A Davenport man accused of robbing an Iowa City bank with a loaded gun in April and leading officers on a chase that forced schools into lockdown has pleaded guilty in federal court and could spend the rest of his life in prison.
Eric Martin, 35, pleaded guilty Friday to all the charges against him – armed bank robbery, possession of a firearm in furtherance of a crime of violence and felon in possession of a firearm, according to court documents.
Martin is scheduled to be sentenced on Feb. 22. He could face up to 25 years in federal prison on the armed robbery charge, a life sentence on the first possession charge and up to 10 years in prison on the felon in possession charge.
The possession of a firearm in furtherance of a crime of violence charge carries a mandatory minimum sentence of seven years in federal prison, meaning he’ll get out no sooner.
According to court documents filed in federal court, Martin is accused of entering Hills Bank and Trust Co., 1401 S. Gilbert St., about 9:30 a.m. April 23 and demanding money from tellers. Surveillance video showed Martin threatening bank employees and customers with a loaded 9-millimeter gun, pointing it at the faces of several people, according to court documents.

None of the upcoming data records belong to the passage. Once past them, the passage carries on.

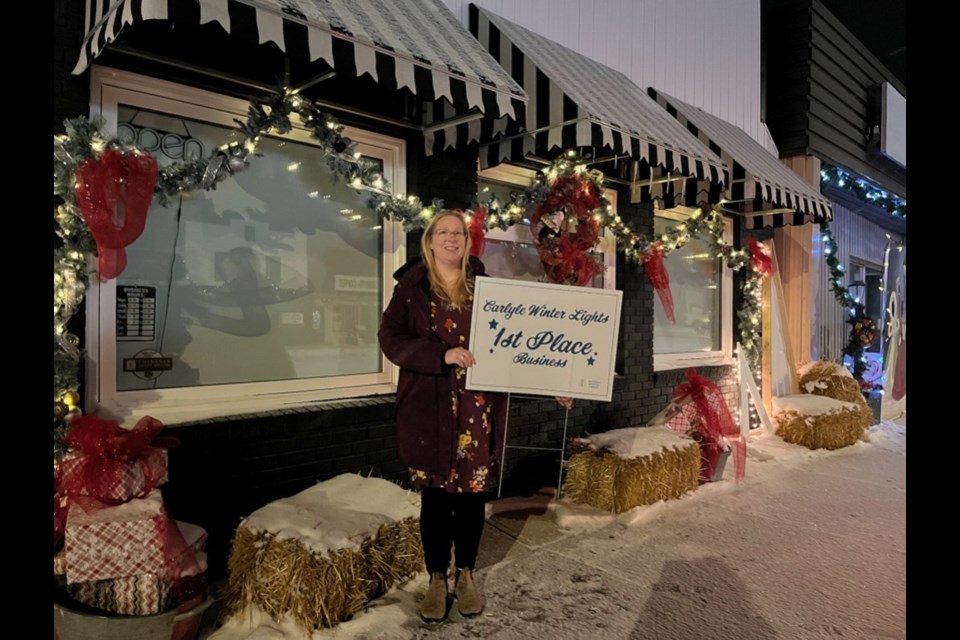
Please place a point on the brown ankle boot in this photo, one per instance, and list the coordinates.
(434, 605)
(469, 599)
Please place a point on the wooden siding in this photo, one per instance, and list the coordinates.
(818, 95)
(704, 52)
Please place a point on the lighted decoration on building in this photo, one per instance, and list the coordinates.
(84, 140)
(863, 190)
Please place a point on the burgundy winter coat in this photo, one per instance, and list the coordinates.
(425, 424)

Officers saw Martin leave on a motorcycle, and they followed him as he drove “recklessly on sidewalks, through residential yards and on bike trails,” according to a criminal complaint.
When his motorcycle stopped, he tried to flee on foot, police reported. The pursuit ended in a residential yard, where Martin tried to pull his loaded handgun on police, according to a complaint.
Officers knocked him to the ground and took him into custody before he could pull the weapon, the complaint states. The gun was loaded with a round chambered, police reported.
At the time of Martin’s arrest, according to court documents, he had a backpack containing the gun and $23,295 in cash, including several bait bills from the bank robbery.
Martin has a long criminal history in Iowa, starting with his first felony conviction in the state in June 1997 at age 20. He was convicted of theft and other charges and sentenced to five years in prison at that time.